Article Text
Abstract
Background The study of intestinal microbiota has been revolutionised by the use of molecular methods, including terminal restriction fragment length polymorphism (T-RFLP) analysis. Microbiota studies of Crohn's disease patients have examined samples from stool or from the neoterminal ileum with a standard biopsy forceps, which could be contaminated by colonic bacteria when the forceps passes through the colonoscope channel.
Objective To determine whether sheathed biopsy forceps are able to obtain terminal ileal microbiota samples with less colonic bacterial contamination compared with unsheathed (standard) biopsy forceps.
Design Prospective randomised single-centre study.
Patients and methods Four (paired) biopsy specimens were obtained from adjacent locations in the terminal ileum using the sheathed and standard forceps of 27 consecutive subjects undergoing colonoscopy and the microbiota were characterised using T-RFLP. The Bray–Curtis similarity index between samples (sheathed vs unsheathed forceps) was calculated within patients and significant differences were tested for across all patients.
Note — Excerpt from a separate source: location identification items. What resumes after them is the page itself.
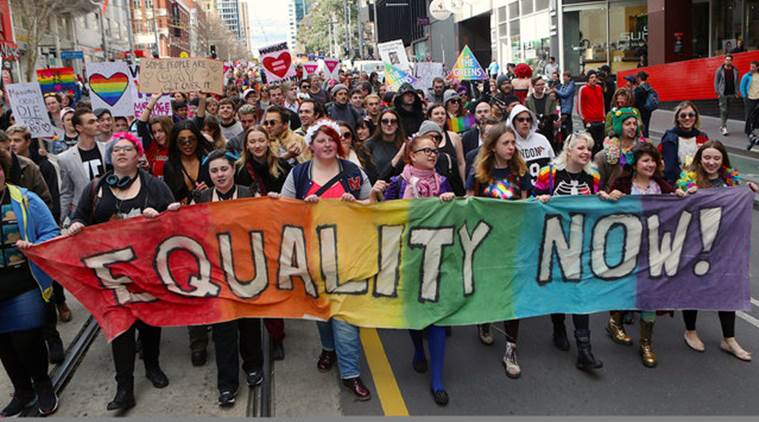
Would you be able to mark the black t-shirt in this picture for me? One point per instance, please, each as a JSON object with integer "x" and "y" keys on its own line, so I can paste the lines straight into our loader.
{"x": 93, "y": 162}
{"x": 505, "y": 185}
{"x": 111, "y": 208}
{"x": 15, "y": 275}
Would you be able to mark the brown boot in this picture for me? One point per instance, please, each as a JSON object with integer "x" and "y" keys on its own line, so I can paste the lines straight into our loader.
{"x": 616, "y": 329}
{"x": 647, "y": 355}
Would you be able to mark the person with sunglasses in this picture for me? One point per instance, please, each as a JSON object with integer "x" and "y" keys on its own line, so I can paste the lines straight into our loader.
{"x": 385, "y": 146}
{"x": 500, "y": 172}
{"x": 679, "y": 144}
{"x": 284, "y": 142}
{"x": 420, "y": 180}
{"x": 356, "y": 151}
{"x": 327, "y": 176}
{"x": 123, "y": 193}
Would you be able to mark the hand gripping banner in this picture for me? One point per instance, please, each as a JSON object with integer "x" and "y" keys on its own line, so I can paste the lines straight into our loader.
{"x": 408, "y": 264}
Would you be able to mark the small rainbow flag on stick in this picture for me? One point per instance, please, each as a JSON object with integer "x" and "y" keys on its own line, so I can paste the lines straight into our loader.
{"x": 462, "y": 124}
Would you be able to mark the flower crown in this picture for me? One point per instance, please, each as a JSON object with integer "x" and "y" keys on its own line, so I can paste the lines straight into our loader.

Results There was not a significant difference in the microbial diversity of samples obtained using sheathed versus unsheathed forceps. The difference in microbial diversity between patients was much greater than the variability within patients by proximal versus distal site or by forceps type.
Limitations T-RFLP is based on PCR amplification, so it is not always sensitive to rare bacterial species.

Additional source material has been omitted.